Optical amplifiers

This invention relates to optical amplifiers and is concerned more particularly, but not exclusively, with erbium doped fibre amplifiers (EDFAs).

EDFAs are designed to amplify optical signals with a gain controlled by the drive currents applied to one or more optical pump lasers for supplying pump light to the erbium doped fibre (EDF) loop. Commonly the optical pump laser is cooled by a thermo-electric cooler (TEC) driven by a cooling current. However, when the amplifier is operating at high temperatures, the cooling current that is required to be supplied to the TEC becomes high, and this can result in substantial self-heating of the cooler due to the current passing through it. This self-heating must then in turn be overcome by increasing the level of cooling by the TEC and hence the cooling current, and this can result in thermal runaway, due to the continuously increasing TEC current requirement to contain the temperature of the pump laser leading to the need for more cooling and hence a further increase in the TEC current, etc. so that the cooling feedback mechanism goes out of control. At this point an EDFA controller may be instructed to turn off the pump laser to protect it, but this has the disadvantageous effect of disrupting the signal traffic being conducted by the amplifier since the amplifier stops providing gain. Furthermore, when the cooling current is controlled by an external control circuit sensing the temperature of the amplifier being controlled, the situation may be reached whereby the extra heating induced by the increased drive current causes thermal runaway such that the increased heat generated by the cooling current cannot be overcome by the cooling applied by the cooler. In this case the heat of the pump laser can increase to such an extent that the solder holding the laser chip to the cooler melts and the laser chip misaligns relative to the optical fibre.
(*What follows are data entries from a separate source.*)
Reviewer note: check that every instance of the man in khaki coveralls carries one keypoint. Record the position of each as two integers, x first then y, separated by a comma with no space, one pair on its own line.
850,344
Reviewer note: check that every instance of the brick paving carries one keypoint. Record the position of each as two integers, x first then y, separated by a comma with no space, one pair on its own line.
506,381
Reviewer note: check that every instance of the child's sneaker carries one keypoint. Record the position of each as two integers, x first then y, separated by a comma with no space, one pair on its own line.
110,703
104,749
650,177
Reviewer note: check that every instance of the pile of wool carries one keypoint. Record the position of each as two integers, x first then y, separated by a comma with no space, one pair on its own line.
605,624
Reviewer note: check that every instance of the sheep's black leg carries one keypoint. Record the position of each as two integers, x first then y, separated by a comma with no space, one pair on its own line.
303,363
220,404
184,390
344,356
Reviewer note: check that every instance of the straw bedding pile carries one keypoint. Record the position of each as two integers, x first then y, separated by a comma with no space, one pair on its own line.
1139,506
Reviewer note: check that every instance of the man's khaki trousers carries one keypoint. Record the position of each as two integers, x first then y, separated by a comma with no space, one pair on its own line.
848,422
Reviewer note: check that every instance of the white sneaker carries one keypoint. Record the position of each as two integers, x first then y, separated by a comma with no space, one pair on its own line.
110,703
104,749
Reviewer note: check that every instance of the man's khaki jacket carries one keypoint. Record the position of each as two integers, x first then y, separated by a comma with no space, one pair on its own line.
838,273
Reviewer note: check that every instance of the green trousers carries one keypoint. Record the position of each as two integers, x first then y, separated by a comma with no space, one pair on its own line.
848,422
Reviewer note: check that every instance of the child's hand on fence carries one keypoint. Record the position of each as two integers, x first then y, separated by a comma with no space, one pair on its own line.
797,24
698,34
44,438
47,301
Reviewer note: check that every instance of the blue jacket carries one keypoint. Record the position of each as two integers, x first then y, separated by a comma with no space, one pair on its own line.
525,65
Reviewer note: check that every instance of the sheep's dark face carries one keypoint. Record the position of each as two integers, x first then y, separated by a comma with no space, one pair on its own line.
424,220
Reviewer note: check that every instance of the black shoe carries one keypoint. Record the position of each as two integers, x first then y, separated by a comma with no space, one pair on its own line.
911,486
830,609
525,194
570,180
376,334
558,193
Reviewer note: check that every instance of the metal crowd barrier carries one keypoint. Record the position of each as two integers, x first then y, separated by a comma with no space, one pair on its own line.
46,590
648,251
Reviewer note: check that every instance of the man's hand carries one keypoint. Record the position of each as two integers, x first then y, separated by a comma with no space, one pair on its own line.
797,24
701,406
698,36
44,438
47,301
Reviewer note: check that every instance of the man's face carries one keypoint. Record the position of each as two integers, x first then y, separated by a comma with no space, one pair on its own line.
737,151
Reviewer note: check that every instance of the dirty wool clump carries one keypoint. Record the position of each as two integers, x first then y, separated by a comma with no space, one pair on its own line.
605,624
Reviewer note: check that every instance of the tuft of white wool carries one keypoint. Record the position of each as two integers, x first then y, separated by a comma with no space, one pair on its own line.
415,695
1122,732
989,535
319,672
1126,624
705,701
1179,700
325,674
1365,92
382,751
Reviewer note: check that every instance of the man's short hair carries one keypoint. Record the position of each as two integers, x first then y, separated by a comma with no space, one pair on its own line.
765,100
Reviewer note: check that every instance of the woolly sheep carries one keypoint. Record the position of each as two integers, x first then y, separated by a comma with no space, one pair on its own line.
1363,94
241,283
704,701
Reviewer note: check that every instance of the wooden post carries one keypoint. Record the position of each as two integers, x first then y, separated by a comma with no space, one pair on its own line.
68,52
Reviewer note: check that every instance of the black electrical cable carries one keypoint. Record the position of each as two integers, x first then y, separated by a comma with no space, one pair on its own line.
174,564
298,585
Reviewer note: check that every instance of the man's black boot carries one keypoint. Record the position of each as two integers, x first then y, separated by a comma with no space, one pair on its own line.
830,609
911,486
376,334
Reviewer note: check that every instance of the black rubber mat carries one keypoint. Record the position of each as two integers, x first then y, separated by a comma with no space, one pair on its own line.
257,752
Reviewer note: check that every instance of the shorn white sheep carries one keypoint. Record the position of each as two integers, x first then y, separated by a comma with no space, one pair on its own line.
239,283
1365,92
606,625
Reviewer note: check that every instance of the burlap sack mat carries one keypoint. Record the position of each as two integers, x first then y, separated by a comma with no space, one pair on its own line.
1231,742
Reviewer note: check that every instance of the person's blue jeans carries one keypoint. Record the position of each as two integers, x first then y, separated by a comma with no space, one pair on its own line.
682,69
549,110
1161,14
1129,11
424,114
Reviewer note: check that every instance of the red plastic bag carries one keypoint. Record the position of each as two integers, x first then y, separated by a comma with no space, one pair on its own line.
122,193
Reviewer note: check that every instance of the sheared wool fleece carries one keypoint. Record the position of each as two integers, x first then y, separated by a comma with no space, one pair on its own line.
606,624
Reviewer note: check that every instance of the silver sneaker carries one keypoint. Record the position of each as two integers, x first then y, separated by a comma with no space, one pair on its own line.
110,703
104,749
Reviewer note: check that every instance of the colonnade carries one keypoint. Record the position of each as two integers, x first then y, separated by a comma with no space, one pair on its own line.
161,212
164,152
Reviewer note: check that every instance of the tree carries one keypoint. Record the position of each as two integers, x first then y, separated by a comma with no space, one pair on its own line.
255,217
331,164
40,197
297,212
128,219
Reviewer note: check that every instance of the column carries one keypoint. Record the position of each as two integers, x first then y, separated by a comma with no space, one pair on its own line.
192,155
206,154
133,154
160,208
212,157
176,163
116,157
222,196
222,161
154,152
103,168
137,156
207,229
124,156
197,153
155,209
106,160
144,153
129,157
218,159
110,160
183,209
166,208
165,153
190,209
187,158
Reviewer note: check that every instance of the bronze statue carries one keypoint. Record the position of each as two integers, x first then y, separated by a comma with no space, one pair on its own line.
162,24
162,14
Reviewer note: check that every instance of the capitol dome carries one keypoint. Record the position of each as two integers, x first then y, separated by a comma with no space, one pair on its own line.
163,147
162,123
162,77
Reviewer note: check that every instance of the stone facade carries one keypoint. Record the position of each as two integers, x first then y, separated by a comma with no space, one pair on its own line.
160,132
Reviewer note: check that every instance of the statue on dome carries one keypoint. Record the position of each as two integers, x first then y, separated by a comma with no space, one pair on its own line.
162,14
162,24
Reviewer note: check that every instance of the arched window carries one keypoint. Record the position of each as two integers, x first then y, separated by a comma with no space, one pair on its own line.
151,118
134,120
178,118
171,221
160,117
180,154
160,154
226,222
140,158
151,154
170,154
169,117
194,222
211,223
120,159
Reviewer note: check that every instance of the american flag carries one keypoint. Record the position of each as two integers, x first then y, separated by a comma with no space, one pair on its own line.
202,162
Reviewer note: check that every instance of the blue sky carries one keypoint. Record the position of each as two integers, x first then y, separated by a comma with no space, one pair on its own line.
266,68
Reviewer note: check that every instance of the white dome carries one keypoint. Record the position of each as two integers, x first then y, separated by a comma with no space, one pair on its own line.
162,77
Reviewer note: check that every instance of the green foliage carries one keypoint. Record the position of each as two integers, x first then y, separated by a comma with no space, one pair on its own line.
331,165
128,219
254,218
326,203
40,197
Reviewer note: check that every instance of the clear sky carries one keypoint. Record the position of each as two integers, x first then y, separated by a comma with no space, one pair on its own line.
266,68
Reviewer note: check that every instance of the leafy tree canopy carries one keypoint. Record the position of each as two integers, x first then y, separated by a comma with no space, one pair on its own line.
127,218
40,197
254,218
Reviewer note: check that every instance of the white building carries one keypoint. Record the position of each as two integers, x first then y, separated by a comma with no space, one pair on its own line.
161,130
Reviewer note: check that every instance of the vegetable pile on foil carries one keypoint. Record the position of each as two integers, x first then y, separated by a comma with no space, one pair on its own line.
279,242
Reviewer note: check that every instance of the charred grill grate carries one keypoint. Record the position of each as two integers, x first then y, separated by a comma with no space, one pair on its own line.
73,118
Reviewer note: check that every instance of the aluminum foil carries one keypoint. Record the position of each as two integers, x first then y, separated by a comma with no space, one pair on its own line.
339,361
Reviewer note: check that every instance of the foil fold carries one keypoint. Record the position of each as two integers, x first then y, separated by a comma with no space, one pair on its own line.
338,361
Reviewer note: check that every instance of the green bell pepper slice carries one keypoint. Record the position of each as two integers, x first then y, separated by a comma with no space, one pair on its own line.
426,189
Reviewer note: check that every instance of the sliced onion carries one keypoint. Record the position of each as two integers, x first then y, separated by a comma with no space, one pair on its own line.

If this occurs the optical fibre link within which the optical amplifier is used experiences signal attenuation and/or increased noise.

It is an object of the invention to control the cooling of the pump laser to prevent thermal runaway caused by self-heating of the cooler.

According to the present invention an optical amplifier comprising an optical fibre; a pump laser for optically pumping the optical fibre to amplify an optical signal; a cooler for cooling the pump laser on receipt of a cooling current; a temperature sensor for monitoring a temperature of the amplifier; and a control circuit for controlling the cooling current in dependence on a sensing output from the temperature sensor, so as to maintain the temperature of the pump laser at a temperature set point; wherein the control circuit is configured (i) to maintain the temperature of the pump laser at a first temperature set point within a predetermined temperature range of the amplifier, and (ii) to maintain the temperature of the pump laser at a second temperature set point, higher than the first temperature set point, when the sensing output from the temperature sensor exceeds a threshold value.

In this case, the feature that the temperature set point is raised to a higher level when the temperature of the pump laser goes above a preset level reduces the amount of self-heating of the pump laser, and thus prevents a thermal runaway situation.

In a possible variant the control circuit is further configured to vary the temperature of the pump laser in accordance with a variable temperature set point when the sensing output from the temperature sensor exceeds the threshold value, until the temperature of the pump laser reaches the second temperature set point. Thus, instead of the temperature set point changing substantially instantly in one step from the first temperature set point to the second temperature set point when the sensing output from the temperature sensor exceeds the threshold value, the temperature set point can gradually increase from the first temperature set point to the second temperature set point over a period of time.

The invention also provides a method of controlling an optical amplifier having an optical fibre, a pump laser for optically pumping the optical fibre to amplify an optical signal, and a cooler for cooling the pump laser on receipt of a cooling current, the method comprising controlling the cooling current in dependence on a sensed temperature of the amplifier so as (i) to maintain the temperature of the pump laser at a first temperature set point within a predetermined temperature range of the amplifier, and (ii) to maintain the temperature of the pump laser at a second temperature set point, higher than the first temperature set point, when the sensed temperature exceeds a threshold value.

Each of the embodiments of the invention to be described below is applied to an EDF (Erbium Doped Fibre) loop amplifier comprising one or more EDF loops. The or each EDF loop is supplied with pump light from a pump laser in the form of a laser diode under the control of an automatic gain control (AGC). If required more than one laser diode may be provided for pumping the or each EDF loop, and/or additional loops and associated pump laser diodes may be provided. The pump stages may be controlled in response to receipt by the AGC of electrical detection signals from input and output power detectors in the form of photodiodes and associated tap-off couplers for monitoring the input and output powers of the amplifier.